The ‘unhappy thyroid patient’: Listen, ask questions, consider medication changes
A subset of patients with hypothyroidism report dissatisfaction with treatment and persistent symptoms, such as fatigue and weight gain, despite medication, but there are steps endocrinologists can take to help, according to a speaker.
Population-based surveys suggest that adults prescribed levothyroxine report substantial impairment in psychological well-being compared with age- and sex-matched controls, even in the setting of a normal thyroid-stimulating hormone level, Anne R. Cappola, MD, ScM, professor of medicine in the division of diabetes, endocrinology and metabolism and director of the Center for Human Phenomic Science at the Perelman School of Medicine at the University of Pennsylvania, said during a virtual presentation at the ENDO annual meeting. In addition, in a study published in 2018 in Thyroid that surveyed more than 11,000 patients treated with levothyroxine, desiccated thyroid extracts or combination levothyroxine and liothyronine therapy, 54% of respondents reported changing physicians more than twice because of dissatisfaction with treatment.
“It does look like there is a trend of unhappiness in patients who are hypothyroid and treated with levothyroxine,” Cappola said during the presentation. “But it is important to note that there is a background group in the general population that are also unhappy. What we need to try and focus on is what is this specific component of the unhappiness, if there is one?”
Effects of altering dose
As Healio previously reported, three large professional thyroid organizations recently issued a joint statement calling for new trials of combination therapy to treat hypothyroidism, citing new clinical endpoints and the importance of assessing patient-reported outcomes. The statement noted that endocrinologists are frequently asked to consult on adult patients with hypothyroidism prescribed levothyroxine who are dissatisfied with their therapy; however, use of combination therapy with levothyroxine and liothyronine remains “highly controversial,” in part due to conflicting results from clinical trials.
Cappola said several factors could explain why a person with hypothyroidism does not feel well when prescribed medication, including other autoimmune diseases; health habits such as sleep, exercise and nutrition; and a levothyroxine dose that is not optimal, leading to an inadequate TSH level.
In a study published in The Journal of Clinical Endocrinology & Metabolism in 2018, researchers assessed whether variations in thyroid function within and near the reference range affect quality of life, mood and cognition for 138 adults with levothyroxine-treated hypothyroidism randomly assigned an unchanged, higher or lower levothyroxine dose in double-blind fashion. Altering the levothyroxine doses did not affect quality of life; however, participants preferred perceived higher levothyroxine doses, despite a lack of objective benefit.
“People who thought they were taking higher doses of levothyroxine felt better, and that is an important effect as well, this idea of placebo control in patient perceptions, that higher doses are going to make them feel better,” Cappola said.
Listen to patients
If a person with hypothyroidism treated with levothyroxine reports continued symptoms, it is important for the clinician not to alienate the patient, Cappola said.
“They are looking for help, and our duty as physicians is to listen first and foremost and be doctors and try to find out what is going on,” Cappola said. “I probe them most deeply on the primary symptom. I also ask about the associated ones, but I try to see, is there something else going on that is not related to the thyroid?”
Cappola said clinicians should ask their patients about life stressors — sleep, diet, exercise — and screen anyone reporting persistent symptoms for depression.
“Depression is common; thyroid disease is common,” Cappola said. “I would hate to miss treating someone for depression because they were focused on their thyroid disease.”

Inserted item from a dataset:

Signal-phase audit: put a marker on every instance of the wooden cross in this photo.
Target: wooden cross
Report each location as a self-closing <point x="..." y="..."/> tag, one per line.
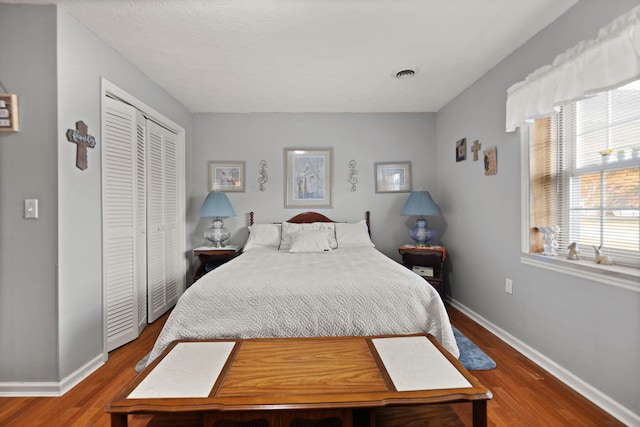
<point x="475" y="148"/>
<point x="80" y="136"/>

Cappola also recommended educating patients about what thyroid testing means, what synthetic vs. natural thyroid hormone is, and the pros and cons of each.

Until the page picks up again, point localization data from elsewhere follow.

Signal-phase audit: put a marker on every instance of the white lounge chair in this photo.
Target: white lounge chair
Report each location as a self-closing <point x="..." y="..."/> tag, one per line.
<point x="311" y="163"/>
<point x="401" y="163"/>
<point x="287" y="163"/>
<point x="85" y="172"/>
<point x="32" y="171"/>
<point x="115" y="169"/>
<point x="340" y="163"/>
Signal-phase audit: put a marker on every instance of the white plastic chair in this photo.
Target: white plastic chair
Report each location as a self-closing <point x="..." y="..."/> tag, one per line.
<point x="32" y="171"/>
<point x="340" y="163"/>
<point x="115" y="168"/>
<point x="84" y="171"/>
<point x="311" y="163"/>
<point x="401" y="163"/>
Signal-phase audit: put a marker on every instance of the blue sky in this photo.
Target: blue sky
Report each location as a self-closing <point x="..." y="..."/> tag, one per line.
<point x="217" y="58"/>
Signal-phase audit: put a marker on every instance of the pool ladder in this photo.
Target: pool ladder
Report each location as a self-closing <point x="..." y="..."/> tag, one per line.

“They want a discussion, and they appreciate learning what all this means because it is confusing,” Cappola said.
Despite what data show, Cappola said she will tweak doses of thyroid medication for select patients who do not feel well.
“It may well be a placebo effect, but it is a placebo effect that I am comfortable with,” Cappola said. “I will often say let us optimize what is going on with this therapy before we look at alternatives. There are cases where I do add 5 mcg to 10 mcg of [liothyronine], reducing [levothyroxine] by 25 mcg. But I do not do this on the first visit, and I do not do it very often, and if they do not feel better [after], I stop it.
“This is a very challenging patient population, but it is a subset of a larger group of people,” Cappola said. “We need to try and be their doctors, try to help them and not medicalize it as a first resort.”
Editor's note: This article was updated on March 22, 2021, to correct the units of liothyronine and levothyroxine.